Tommy Fletcher, a driver on Engine 31 out of Station 3 in Homosassa Trail, got the call shortly after 6 p.m. Sunday.
Amy Ryan, a 22-year-old University of South Florida senior, had gone diving with friends into caves below Seven Sisters Springs in Chassahowitzka and didn't resurface.
Fletcher said his truck got to the springs in 14 minutes. Though the Citrus County Sheriff's Office has a dive team, they were at least a half-hour away.
Fletcher, 32, a veteran diver who is certified for cave diving, decided he would go in himself.
"I had been in that cave several times before," said Fletcher. "I knew the cave well enough to at least take a look."
Fletcher had no equipment but borrowed a dive mask from a nearby boat and jumped into the chilly water.
There are two holes that open up a couple of feet under the surface, said Fletcher. One is about eight feet in diameter and eight feet deep and another is three feet in diameter 10 feet under the surface. The two holes are about 15 feet apart, connected by an underground cave about five-feet wide, two-to-three feet under the surface, he said.
Fletcher said he dove four or five times before finding her.
"I took a rope in with me and looked through the cave," he said. "It took me good four or five minutes to find her. She was pretty far up inside a dead-end cave."
After a few more dives to position the body for recovery, "I was able to get her out, and then turned her over to Nature Coast EMS," Fletcher said.

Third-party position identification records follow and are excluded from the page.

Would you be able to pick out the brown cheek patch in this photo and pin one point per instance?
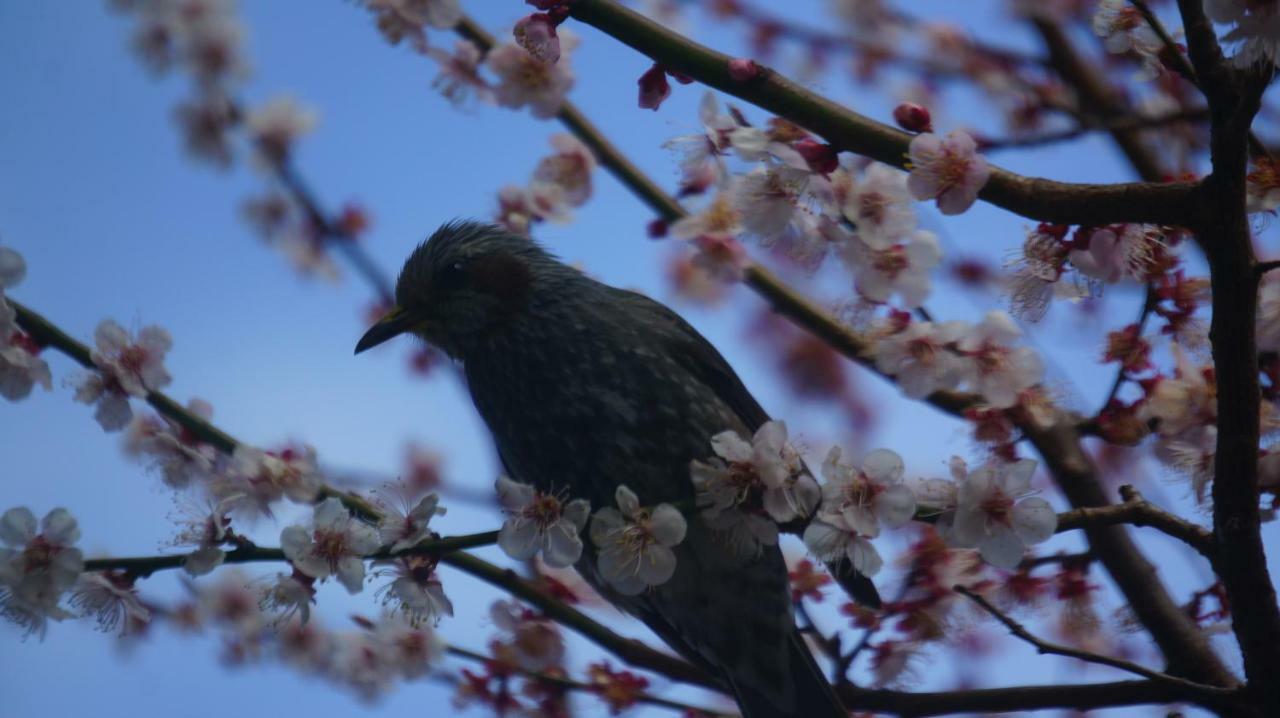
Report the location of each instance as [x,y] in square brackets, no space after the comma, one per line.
[502,277]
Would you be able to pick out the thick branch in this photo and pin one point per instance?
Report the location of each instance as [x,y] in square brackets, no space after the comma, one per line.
[1083,696]
[1036,199]
[1139,512]
[630,650]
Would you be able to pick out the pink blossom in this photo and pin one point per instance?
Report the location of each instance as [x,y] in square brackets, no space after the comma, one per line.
[460,78]
[398,19]
[700,154]
[992,367]
[172,449]
[901,269]
[37,565]
[568,169]
[539,521]
[880,206]
[635,543]
[920,357]
[277,126]
[110,599]
[524,79]
[947,169]
[997,515]
[292,594]
[334,545]
[913,118]
[256,479]
[205,123]
[748,486]
[535,641]
[416,591]
[401,530]
[127,367]
[768,200]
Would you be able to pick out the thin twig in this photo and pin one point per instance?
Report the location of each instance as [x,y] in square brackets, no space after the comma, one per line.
[1088,657]
[1138,511]
[144,566]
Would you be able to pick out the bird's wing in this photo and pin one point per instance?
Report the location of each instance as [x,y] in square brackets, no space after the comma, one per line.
[700,359]
[704,361]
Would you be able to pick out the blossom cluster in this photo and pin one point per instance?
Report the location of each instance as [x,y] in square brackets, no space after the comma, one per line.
[561,182]
[748,488]
[368,661]
[800,200]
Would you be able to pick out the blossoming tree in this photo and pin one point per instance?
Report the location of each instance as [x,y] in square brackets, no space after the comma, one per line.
[780,190]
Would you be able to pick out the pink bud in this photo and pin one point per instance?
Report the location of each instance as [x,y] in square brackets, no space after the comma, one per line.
[821,156]
[913,118]
[536,35]
[653,87]
[743,69]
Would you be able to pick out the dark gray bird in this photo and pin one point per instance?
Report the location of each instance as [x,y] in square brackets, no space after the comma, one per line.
[586,387]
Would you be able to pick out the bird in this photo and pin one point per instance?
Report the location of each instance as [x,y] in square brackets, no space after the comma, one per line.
[585,387]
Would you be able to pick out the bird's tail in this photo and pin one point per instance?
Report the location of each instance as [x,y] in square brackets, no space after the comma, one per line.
[810,696]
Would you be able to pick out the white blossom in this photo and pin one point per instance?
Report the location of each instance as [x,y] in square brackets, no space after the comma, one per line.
[334,545]
[767,200]
[538,521]
[901,269]
[992,367]
[37,565]
[635,543]
[947,169]
[21,366]
[402,530]
[277,126]
[524,79]
[535,641]
[110,600]
[880,206]
[996,513]
[700,155]
[288,597]
[416,590]
[179,457]
[919,357]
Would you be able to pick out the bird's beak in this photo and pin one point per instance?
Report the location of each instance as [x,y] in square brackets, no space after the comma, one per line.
[391,325]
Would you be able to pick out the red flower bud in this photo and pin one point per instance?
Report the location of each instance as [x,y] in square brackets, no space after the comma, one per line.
[913,118]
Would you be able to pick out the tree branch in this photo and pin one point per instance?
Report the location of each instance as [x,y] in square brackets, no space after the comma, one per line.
[1077,696]
[145,566]
[1036,199]
[1184,645]
[1139,512]
[1057,649]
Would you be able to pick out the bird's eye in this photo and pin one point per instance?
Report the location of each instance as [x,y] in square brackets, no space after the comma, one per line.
[453,275]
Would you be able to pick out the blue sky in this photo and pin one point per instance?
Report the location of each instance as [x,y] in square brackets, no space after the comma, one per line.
[115,222]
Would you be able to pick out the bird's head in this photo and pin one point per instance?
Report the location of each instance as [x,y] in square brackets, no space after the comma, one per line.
[466,279]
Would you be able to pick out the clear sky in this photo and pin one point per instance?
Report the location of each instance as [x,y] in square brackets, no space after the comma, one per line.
[115,222]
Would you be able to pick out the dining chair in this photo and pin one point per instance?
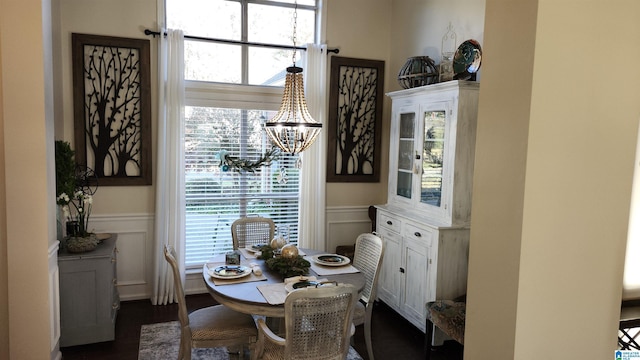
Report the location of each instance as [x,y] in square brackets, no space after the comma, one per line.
[212,326]
[318,325]
[253,230]
[367,258]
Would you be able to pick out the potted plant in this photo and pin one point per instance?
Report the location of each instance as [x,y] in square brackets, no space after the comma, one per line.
[74,199]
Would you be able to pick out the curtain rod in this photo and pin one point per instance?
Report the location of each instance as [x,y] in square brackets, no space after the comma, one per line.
[156,33]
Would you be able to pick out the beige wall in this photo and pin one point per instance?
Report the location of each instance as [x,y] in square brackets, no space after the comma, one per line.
[554,167]
[28,222]
[362,29]
[124,18]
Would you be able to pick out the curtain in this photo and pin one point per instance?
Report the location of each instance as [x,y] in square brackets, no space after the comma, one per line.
[169,219]
[313,177]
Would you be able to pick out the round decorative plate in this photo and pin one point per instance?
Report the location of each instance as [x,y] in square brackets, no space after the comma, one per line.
[255,248]
[467,59]
[229,272]
[300,285]
[331,260]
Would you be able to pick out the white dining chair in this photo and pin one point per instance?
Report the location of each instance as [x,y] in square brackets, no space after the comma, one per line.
[254,230]
[318,325]
[212,326]
[367,258]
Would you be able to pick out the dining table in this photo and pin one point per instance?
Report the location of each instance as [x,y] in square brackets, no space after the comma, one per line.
[246,296]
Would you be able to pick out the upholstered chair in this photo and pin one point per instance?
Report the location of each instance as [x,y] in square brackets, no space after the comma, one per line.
[318,325]
[213,326]
[367,258]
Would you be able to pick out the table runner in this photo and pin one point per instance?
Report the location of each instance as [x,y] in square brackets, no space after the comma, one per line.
[248,278]
[275,294]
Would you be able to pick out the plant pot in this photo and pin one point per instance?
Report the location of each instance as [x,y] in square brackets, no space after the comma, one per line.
[82,244]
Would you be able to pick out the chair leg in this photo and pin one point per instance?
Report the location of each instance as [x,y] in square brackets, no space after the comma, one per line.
[367,333]
[428,339]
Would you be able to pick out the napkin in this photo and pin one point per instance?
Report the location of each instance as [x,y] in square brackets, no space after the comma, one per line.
[323,270]
[275,294]
[254,276]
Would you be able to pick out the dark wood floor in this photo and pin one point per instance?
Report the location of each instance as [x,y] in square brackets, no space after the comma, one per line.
[393,337]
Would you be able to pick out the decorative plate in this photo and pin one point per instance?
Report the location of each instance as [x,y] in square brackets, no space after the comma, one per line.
[467,59]
[229,272]
[331,260]
[300,285]
[255,247]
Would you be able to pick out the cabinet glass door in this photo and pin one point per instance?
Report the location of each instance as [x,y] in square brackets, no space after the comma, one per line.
[405,154]
[432,157]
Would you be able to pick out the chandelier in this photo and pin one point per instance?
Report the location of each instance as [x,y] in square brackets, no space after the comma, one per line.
[293,129]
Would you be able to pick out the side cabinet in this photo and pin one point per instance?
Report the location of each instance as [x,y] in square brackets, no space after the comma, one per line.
[425,222]
[421,263]
[89,299]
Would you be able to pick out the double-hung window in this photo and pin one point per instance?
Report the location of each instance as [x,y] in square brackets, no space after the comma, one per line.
[233,85]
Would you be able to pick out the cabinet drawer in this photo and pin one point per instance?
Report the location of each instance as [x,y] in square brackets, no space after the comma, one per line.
[392,223]
[417,233]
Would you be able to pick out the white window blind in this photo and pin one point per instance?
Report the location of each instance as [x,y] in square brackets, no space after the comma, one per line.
[215,198]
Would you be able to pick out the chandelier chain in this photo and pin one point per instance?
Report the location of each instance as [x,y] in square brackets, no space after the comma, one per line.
[295,28]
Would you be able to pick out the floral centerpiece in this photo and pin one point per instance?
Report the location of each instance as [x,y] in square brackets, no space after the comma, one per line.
[287,265]
[75,199]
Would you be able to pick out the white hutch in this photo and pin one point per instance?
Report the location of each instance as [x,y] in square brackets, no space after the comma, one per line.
[425,223]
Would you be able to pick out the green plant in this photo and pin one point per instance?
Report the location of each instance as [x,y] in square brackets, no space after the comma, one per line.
[288,267]
[65,168]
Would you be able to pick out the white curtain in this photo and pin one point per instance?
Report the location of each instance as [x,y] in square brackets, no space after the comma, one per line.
[169,217]
[314,159]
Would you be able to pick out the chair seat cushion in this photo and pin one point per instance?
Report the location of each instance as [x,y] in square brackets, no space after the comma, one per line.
[448,316]
[359,313]
[220,323]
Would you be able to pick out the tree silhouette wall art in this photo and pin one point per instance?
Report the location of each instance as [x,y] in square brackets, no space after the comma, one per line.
[112,108]
[355,114]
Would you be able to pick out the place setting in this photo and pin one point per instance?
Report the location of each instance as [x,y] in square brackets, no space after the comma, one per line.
[331,264]
[224,274]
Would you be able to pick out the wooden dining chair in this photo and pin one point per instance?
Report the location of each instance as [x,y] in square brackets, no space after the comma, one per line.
[248,231]
[212,326]
[318,325]
[367,258]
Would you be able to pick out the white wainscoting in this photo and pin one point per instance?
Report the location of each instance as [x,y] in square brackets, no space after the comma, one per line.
[344,224]
[136,238]
[135,251]
[54,302]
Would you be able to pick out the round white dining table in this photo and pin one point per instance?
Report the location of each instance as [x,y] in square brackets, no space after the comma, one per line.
[245,297]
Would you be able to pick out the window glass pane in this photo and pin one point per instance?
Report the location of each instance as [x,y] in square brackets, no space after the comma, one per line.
[274,25]
[300,2]
[208,61]
[214,197]
[268,66]
[203,18]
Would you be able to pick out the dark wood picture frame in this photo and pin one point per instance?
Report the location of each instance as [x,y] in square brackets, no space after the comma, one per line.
[112,108]
[355,118]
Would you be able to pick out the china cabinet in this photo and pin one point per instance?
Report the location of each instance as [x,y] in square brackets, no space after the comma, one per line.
[425,223]
[89,299]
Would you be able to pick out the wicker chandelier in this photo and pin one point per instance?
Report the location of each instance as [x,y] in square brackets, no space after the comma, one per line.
[293,129]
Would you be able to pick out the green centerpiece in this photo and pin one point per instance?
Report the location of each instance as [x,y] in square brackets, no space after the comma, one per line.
[285,266]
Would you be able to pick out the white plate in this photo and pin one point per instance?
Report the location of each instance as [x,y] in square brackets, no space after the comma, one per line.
[297,285]
[229,272]
[331,260]
[255,248]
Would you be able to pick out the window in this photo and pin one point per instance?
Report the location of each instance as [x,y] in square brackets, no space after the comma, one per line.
[235,21]
[232,89]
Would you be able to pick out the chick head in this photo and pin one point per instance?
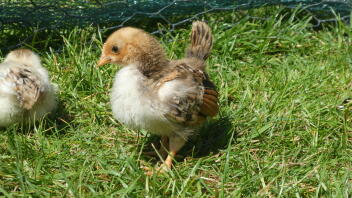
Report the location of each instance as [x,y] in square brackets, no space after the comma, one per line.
[130,45]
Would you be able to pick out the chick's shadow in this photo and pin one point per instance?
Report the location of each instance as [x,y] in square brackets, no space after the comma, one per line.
[53,123]
[213,136]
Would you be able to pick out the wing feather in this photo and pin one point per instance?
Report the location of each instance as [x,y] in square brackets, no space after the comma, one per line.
[26,85]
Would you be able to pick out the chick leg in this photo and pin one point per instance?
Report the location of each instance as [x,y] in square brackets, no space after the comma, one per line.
[162,151]
[175,144]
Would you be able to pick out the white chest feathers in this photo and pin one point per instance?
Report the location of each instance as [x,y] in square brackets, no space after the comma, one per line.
[132,106]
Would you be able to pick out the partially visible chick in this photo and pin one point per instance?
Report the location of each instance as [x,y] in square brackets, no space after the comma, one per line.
[170,98]
[26,93]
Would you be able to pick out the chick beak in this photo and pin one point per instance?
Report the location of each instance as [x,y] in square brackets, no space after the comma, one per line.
[104,60]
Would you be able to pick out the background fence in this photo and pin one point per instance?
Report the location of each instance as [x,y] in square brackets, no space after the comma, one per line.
[40,15]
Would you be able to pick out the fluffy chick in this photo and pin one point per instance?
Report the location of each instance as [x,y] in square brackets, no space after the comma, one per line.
[26,93]
[170,98]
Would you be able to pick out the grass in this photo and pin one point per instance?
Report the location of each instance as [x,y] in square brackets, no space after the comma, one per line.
[278,133]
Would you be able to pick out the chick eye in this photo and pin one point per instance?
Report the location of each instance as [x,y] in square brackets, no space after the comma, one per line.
[115,49]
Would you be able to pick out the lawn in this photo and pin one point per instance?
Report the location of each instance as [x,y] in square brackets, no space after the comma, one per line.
[278,133]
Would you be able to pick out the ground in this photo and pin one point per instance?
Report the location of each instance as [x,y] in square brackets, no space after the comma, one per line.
[278,133]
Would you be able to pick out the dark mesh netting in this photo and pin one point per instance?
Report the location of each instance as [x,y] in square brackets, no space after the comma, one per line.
[21,20]
[62,13]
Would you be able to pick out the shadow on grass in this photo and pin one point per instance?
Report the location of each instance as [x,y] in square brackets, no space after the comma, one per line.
[53,123]
[212,137]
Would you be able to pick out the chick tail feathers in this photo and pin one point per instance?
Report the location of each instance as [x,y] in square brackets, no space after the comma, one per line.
[26,85]
[201,41]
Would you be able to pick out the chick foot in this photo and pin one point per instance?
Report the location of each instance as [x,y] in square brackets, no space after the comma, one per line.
[162,151]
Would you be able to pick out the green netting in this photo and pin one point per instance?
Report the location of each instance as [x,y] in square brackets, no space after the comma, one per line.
[49,14]
[19,19]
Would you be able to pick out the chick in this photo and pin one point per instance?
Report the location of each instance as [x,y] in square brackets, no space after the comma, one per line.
[26,93]
[170,98]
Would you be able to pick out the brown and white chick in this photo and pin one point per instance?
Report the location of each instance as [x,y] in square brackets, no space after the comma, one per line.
[26,93]
[170,98]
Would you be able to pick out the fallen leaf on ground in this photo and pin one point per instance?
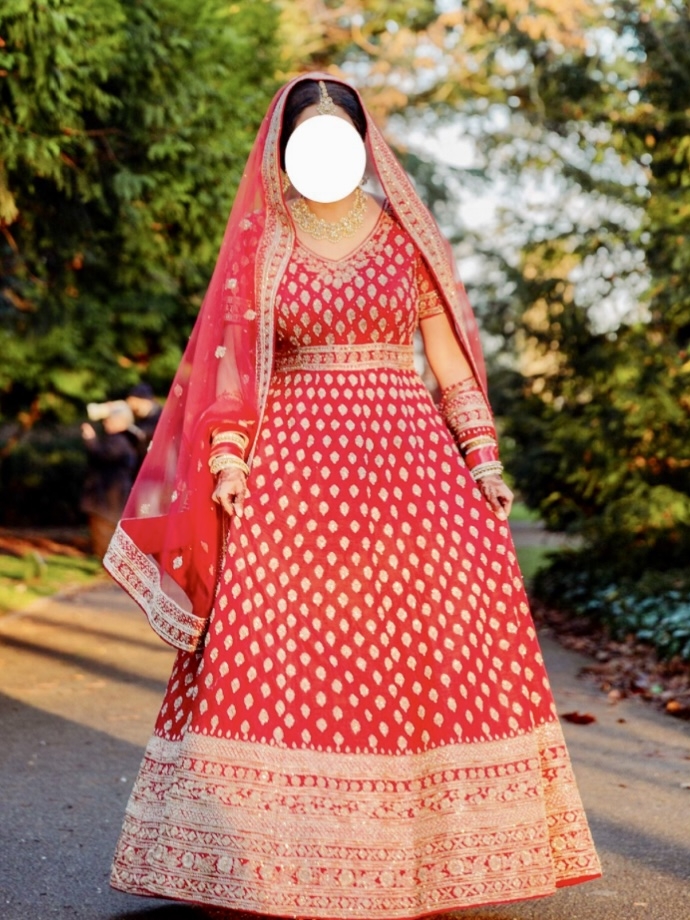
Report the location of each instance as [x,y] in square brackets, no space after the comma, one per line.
[579,718]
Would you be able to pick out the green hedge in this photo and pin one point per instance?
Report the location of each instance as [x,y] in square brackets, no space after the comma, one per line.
[41,478]
[655,607]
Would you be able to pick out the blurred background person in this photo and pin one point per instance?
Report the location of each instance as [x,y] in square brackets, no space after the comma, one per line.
[113,461]
[147,410]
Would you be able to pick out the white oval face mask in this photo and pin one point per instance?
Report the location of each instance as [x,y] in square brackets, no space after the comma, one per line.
[325,158]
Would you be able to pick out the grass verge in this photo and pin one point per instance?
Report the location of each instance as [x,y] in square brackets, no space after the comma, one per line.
[25,579]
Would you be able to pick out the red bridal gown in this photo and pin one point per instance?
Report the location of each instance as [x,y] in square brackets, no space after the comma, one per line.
[369,731]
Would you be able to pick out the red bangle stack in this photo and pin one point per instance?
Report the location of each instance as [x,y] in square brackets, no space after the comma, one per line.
[228,449]
[467,414]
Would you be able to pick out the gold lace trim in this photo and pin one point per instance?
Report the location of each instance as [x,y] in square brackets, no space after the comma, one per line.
[300,833]
[346,357]
[140,578]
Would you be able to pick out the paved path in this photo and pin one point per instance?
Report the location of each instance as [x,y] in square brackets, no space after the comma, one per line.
[80,684]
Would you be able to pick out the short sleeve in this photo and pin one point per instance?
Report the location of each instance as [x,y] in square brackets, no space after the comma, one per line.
[430,302]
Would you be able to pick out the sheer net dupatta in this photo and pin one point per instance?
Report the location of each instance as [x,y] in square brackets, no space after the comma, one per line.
[166,550]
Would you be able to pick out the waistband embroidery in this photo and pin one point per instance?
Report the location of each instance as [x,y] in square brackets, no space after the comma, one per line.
[346,357]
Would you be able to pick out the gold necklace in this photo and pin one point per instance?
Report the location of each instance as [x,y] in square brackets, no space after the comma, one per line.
[333,231]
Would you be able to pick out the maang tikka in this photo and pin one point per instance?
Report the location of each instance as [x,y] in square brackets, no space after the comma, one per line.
[326,106]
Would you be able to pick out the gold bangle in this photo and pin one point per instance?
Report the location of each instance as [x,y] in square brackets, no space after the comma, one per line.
[230,437]
[227,462]
[495,467]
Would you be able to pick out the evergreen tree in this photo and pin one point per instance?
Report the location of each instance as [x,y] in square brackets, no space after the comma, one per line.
[124,126]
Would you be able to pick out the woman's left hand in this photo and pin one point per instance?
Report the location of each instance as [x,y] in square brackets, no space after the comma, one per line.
[497,494]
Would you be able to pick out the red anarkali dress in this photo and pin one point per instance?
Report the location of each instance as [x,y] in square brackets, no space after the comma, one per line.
[369,730]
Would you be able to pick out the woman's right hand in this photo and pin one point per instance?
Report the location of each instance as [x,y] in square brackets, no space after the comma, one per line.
[231,491]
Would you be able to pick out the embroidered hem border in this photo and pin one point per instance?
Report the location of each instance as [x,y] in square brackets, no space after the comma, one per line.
[302,833]
[140,578]
[346,357]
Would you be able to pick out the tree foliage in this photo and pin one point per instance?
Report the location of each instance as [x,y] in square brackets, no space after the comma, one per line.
[601,422]
[124,126]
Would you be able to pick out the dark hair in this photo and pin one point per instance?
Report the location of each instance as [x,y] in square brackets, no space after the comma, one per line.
[308,92]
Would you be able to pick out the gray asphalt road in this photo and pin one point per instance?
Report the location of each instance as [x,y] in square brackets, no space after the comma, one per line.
[81,680]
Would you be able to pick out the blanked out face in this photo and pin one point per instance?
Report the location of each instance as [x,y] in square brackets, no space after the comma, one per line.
[322,140]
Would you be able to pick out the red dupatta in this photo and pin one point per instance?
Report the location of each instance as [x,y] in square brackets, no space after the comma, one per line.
[167,548]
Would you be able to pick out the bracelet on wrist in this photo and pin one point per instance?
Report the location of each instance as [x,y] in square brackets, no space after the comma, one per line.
[227,462]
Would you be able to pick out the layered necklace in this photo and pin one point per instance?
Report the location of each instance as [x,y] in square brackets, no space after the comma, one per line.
[333,231]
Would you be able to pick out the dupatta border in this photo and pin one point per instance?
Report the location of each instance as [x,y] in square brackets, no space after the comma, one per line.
[134,571]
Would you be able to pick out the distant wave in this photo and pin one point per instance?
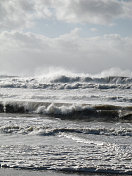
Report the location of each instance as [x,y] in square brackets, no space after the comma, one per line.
[70,111]
[67,82]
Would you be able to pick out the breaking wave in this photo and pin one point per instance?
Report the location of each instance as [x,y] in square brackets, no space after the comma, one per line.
[70,111]
[64,80]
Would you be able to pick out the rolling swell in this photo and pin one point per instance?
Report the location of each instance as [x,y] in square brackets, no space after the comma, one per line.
[70,111]
[68,82]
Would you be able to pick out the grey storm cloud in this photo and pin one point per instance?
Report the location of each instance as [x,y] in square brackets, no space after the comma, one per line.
[28,51]
[21,14]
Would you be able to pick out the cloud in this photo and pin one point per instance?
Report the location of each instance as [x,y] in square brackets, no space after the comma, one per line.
[25,52]
[20,14]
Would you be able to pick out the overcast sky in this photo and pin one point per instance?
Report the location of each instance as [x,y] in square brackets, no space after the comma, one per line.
[80,35]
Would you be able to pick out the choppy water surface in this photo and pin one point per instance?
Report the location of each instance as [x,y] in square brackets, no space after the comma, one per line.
[66,123]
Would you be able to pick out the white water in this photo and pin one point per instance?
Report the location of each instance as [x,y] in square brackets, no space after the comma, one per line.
[43,140]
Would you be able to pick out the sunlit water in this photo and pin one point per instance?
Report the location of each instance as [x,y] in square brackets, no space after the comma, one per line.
[77,123]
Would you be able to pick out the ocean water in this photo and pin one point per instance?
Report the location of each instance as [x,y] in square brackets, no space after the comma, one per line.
[75,123]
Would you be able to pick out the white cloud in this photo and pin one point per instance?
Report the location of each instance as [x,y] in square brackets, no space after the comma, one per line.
[21,52]
[19,14]
[91,11]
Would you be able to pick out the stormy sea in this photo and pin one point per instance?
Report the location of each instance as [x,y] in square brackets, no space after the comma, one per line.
[66,123]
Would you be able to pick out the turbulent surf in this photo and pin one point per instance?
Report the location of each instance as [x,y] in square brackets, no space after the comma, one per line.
[67,122]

Ryan apparently was free diving - diving without a tank - and wasn't wearing any diving equipment when she was found, Fletcher said.
Ryan was a biomedical science major at the University of South Florida, was supposed to graduate in less than three weeks and then, hopefully, attend medical school, said Stuart Silverman, dean of the USF Honors College.
But those plans will never be fulfilled.
Neither Ryan nor any of her friends were using scuba gear, sheriff's spokeswoman Gail Tierney said. The divers were sharing one set of goggles between them, she said.
Ryan was a "somewhat inexperienced diver," Tierney said, but at least two members of her party were dive certified. Tierney did not know whether any were cave certified.
For Silverman, the news was devastating.
"She is engaging," he said. "She is bright. She is verbal, articulate and she's got sparkle. Some people just kind of shine. They just have that gregarious personality."
Ryan graduated from Bayside High School in Palm Bay with straight A's, school secretary Pat Clark said. When she got to USF, she wasn't sure whether she wanted to be a nurse or physician.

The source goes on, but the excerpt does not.